- Born: May 27, 1904 Golden, Colorado
- Died: October 17, 1991 (aged 87) Urbana, Illinois
- Education: University of Michigan
- Children: John C. Bailar III
- Awards: Priestley Medal (1964)
- Scientific career
- Fields: Inorganic chemistry
- Doctoral students: Fred Basolo;
- Other notable students: Basudeb DasSarma;

= John C. Bailar Jr. =

American chemist

John Christian Bailar Jr. (May 27, 1904 – October 17, 1991) was a professor of inorganic chemistry at the University of Illinois at Urbana-Champaign. He received his B.A. at the University of Colorado and his Ph.D. at the University of Michigan. His father was a member of the chemistry staff of the Colorado School of Mines.

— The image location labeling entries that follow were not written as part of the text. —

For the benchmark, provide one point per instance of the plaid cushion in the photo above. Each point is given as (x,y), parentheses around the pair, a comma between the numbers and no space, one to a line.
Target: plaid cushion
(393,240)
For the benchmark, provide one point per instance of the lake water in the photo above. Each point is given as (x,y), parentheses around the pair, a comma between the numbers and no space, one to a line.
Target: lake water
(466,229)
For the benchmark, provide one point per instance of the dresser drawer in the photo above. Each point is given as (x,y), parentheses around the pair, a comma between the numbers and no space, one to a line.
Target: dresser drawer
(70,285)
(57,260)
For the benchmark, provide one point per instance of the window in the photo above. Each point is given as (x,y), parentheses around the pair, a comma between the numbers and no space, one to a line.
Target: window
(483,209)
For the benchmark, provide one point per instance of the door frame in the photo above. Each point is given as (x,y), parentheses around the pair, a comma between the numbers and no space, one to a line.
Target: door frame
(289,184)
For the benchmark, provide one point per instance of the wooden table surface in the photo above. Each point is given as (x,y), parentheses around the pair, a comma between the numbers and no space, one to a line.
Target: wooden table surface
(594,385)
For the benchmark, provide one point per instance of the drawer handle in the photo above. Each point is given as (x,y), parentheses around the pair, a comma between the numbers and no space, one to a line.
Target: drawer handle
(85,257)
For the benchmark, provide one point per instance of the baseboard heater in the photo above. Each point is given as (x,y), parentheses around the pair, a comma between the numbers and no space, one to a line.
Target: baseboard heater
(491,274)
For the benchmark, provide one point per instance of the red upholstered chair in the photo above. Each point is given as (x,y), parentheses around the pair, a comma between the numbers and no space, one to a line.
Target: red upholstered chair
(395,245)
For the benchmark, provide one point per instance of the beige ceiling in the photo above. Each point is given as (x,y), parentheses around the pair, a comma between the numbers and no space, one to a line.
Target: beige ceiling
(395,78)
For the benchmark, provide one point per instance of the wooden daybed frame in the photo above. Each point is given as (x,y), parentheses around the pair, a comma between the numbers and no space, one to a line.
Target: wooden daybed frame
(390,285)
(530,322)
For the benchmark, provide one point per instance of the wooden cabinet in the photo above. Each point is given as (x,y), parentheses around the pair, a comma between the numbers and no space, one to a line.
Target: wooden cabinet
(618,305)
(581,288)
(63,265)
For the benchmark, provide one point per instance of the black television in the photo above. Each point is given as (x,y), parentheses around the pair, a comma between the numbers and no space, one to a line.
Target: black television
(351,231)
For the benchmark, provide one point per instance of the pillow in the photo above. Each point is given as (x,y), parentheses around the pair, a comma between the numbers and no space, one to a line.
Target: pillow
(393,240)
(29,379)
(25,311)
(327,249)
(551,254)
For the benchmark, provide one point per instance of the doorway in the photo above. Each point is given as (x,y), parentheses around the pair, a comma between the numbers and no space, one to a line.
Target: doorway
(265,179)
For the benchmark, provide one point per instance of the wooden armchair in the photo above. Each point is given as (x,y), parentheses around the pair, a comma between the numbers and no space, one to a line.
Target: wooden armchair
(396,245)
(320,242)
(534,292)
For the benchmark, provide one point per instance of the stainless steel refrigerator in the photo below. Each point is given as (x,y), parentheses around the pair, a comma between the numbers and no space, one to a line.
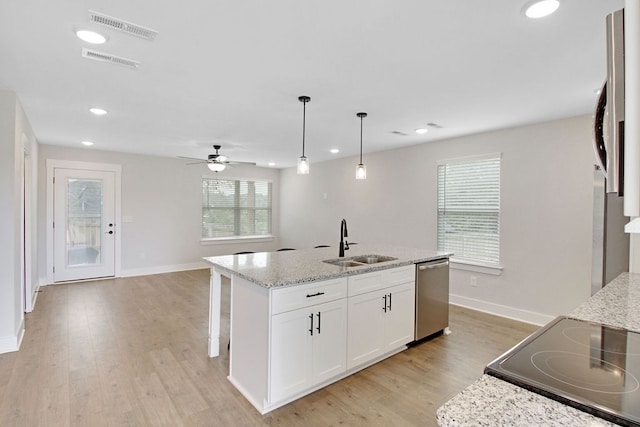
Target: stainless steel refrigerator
(610,255)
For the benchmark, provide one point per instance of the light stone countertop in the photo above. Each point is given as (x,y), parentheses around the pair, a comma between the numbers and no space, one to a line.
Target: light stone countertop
(277,269)
(490,401)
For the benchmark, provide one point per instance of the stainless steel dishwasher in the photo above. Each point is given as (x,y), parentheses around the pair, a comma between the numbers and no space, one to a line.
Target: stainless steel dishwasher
(432,298)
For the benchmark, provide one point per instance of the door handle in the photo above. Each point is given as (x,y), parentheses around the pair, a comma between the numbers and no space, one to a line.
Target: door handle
(431,266)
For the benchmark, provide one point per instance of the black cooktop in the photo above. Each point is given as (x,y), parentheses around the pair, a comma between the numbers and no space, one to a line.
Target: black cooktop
(590,366)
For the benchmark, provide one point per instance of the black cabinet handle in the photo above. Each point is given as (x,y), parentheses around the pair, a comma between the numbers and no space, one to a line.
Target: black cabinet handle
(315,295)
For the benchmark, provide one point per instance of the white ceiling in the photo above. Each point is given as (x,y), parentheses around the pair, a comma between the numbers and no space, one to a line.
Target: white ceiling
(230,72)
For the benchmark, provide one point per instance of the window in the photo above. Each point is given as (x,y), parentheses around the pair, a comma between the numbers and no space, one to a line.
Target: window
(235,208)
(469,208)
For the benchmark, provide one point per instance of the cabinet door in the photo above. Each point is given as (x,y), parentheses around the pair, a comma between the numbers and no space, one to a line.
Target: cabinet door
(291,353)
(365,328)
(399,318)
(329,340)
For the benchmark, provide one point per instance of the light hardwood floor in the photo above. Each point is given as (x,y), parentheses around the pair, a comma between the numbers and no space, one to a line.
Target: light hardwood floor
(134,352)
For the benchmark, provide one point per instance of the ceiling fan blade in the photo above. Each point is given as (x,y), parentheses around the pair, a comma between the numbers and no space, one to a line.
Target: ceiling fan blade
(241,163)
(191,158)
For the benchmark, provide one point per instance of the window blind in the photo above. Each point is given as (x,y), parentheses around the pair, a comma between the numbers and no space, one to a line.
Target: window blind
(235,208)
(469,208)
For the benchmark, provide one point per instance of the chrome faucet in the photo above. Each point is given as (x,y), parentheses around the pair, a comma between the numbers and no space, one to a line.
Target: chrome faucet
(344,245)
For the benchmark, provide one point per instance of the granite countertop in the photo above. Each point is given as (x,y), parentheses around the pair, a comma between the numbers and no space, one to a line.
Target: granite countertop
(490,401)
(276,269)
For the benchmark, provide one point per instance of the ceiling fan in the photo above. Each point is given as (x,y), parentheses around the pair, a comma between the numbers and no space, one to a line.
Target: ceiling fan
(216,162)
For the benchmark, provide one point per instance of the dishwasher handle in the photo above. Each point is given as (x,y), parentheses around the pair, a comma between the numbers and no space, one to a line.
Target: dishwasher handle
(423,267)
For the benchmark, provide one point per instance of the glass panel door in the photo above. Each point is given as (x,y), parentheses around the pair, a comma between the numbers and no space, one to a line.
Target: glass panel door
(84,228)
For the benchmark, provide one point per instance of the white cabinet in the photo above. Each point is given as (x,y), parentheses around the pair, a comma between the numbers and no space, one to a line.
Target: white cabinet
(287,342)
(380,321)
(308,346)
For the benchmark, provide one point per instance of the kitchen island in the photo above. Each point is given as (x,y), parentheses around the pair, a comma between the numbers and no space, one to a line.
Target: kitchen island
(491,401)
(299,323)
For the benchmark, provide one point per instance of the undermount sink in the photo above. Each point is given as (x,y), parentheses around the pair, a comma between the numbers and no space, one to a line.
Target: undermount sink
(373,259)
(343,263)
(359,261)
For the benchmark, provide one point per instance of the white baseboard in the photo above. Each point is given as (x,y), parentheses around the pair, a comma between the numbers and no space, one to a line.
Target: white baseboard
(163,269)
(501,310)
(9,344)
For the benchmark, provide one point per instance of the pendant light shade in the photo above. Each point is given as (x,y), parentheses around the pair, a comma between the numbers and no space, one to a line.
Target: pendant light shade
(361,169)
(303,162)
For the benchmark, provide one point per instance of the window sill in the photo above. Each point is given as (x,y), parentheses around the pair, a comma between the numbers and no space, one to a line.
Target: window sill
(236,239)
(477,267)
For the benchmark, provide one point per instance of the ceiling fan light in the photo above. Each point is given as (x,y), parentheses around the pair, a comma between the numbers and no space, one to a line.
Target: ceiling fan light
(216,166)
(540,9)
(303,166)
(361,171)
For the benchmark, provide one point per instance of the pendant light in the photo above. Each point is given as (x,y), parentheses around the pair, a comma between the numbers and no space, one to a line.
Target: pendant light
(361,169)
(303,162)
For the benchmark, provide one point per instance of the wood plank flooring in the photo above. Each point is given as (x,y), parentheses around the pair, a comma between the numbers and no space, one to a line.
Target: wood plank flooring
(133,352)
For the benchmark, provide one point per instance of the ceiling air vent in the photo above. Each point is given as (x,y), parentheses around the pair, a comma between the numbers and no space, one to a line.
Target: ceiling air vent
(124,26)
(107,57)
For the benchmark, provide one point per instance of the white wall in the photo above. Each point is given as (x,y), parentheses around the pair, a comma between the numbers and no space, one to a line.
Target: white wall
(546,212)
(13,125)
(161,209)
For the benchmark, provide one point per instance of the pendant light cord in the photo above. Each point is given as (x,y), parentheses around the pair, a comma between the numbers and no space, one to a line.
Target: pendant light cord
(304,122)
(361,118)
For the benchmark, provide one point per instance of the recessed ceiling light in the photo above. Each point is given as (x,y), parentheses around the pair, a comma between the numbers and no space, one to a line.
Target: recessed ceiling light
(98,111)
(91,37)
(540,8)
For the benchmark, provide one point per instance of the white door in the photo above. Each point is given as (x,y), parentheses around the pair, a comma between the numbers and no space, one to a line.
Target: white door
(330,340)
(366,317)
(84,224)
(291,352)
(399,318)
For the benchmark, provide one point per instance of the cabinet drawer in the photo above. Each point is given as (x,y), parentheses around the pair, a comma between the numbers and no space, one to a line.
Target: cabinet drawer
(294,297)
(370,282)
(397,276)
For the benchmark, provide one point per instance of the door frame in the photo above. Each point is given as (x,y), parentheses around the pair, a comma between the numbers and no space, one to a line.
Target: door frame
(53,164)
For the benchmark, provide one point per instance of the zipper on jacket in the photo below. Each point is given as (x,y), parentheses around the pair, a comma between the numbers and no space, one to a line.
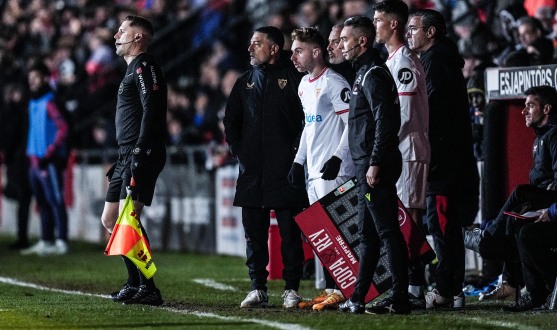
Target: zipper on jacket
(265,76)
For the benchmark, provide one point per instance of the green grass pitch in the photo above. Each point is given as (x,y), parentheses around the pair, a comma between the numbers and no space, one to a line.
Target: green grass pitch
(191,304)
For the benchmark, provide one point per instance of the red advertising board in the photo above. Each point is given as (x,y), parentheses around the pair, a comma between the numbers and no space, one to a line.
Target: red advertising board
(330,237)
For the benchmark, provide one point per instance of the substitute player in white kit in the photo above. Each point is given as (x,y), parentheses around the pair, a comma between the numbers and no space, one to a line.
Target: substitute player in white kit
(325,95)
(390,20)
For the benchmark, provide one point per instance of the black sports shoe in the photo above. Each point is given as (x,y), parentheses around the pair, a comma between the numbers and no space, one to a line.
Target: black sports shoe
(472,239)
(546,304)
(352,307)
(145,296)
(416,302)
(126,293)
(525,303)
(389,306)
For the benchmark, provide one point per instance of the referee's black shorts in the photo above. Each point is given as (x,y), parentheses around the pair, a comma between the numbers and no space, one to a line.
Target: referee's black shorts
(121,178)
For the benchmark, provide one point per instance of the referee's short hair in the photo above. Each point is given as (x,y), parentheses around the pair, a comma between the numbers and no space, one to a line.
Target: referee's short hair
(141,22)
(310,36)
(273,33)
(433,18)
(545,95)
(361,26)
(397,8)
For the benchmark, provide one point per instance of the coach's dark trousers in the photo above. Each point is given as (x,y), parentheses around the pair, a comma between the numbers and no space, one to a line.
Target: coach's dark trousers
(443,222)
(256,223)
(378,221)
(539,262)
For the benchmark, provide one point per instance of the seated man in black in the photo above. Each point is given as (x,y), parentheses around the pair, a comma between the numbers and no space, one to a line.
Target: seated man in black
(498,241)
(539,263)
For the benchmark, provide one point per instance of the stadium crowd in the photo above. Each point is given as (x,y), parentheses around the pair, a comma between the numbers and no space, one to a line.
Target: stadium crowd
(202,46)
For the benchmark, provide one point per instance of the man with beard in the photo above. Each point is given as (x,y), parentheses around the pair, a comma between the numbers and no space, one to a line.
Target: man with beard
(263,124)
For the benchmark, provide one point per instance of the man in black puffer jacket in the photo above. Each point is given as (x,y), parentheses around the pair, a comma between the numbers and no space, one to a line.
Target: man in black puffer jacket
(453,180)
(373,123)
(263,123)
(499,242)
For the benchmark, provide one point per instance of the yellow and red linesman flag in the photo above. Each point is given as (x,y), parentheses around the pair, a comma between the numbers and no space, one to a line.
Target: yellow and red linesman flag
(127,239)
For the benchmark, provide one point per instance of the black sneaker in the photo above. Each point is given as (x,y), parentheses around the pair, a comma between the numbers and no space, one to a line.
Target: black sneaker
(472,239)
(19,245)
(352,307)
(525,303)
(546,304)
(126,293)
(389,306)
(145,296)
(416,302)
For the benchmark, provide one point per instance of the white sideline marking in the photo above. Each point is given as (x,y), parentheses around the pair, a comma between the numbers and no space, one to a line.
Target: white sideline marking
(213,284)
(282,326)
(219,286)
(40,287)
(502,324)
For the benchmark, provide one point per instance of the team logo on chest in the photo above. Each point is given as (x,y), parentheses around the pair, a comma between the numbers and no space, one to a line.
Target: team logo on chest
(345,95)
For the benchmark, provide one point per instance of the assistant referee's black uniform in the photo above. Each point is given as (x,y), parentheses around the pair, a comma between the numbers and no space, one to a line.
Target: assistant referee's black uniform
(140,129)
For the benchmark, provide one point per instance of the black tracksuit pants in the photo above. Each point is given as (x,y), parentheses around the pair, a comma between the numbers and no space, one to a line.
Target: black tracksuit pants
(378,221)
(539,262)
(444,225)
(522,196)
(256,223)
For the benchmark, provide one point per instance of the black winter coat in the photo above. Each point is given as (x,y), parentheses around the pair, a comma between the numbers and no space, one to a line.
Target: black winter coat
(452,166)
(544,171)
(374,118)
(263,124)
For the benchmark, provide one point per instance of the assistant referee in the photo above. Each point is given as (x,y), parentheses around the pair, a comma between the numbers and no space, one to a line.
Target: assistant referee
(140,131)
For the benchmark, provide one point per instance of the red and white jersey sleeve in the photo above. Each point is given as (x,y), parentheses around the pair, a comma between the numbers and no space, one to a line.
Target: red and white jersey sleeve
(325,100)
(409,76)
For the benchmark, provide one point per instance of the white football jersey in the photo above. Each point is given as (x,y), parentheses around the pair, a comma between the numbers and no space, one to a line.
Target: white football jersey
(409,75)
(325,100)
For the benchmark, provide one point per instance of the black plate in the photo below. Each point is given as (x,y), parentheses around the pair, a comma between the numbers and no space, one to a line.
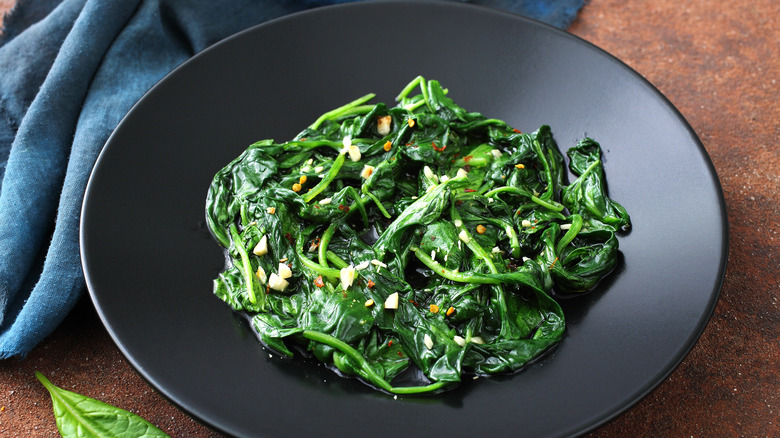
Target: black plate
(149,260)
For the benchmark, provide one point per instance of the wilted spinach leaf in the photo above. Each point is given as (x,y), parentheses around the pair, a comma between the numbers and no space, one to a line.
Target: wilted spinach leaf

At the University of Illinois, he developed an active research program on coordination chemistry. He is referred to as the “Father of Coordination Chemistry in the United States,” as prior to his time, this area of chemistry received little attention in the U.S. The Bailar twist in coordination compounds is named after him. He helped found the book series Inorganic Syntheses and the journal Inorganic Chemistry. His work was widely recognized culminating in the award of the Priestley Medal from the American Chemical Society, an organization of which he was also president.

==Personal life==
He and his wife, Florence (Catherwood) Bailar, had two sons, one of whom was John Christian Bailar III.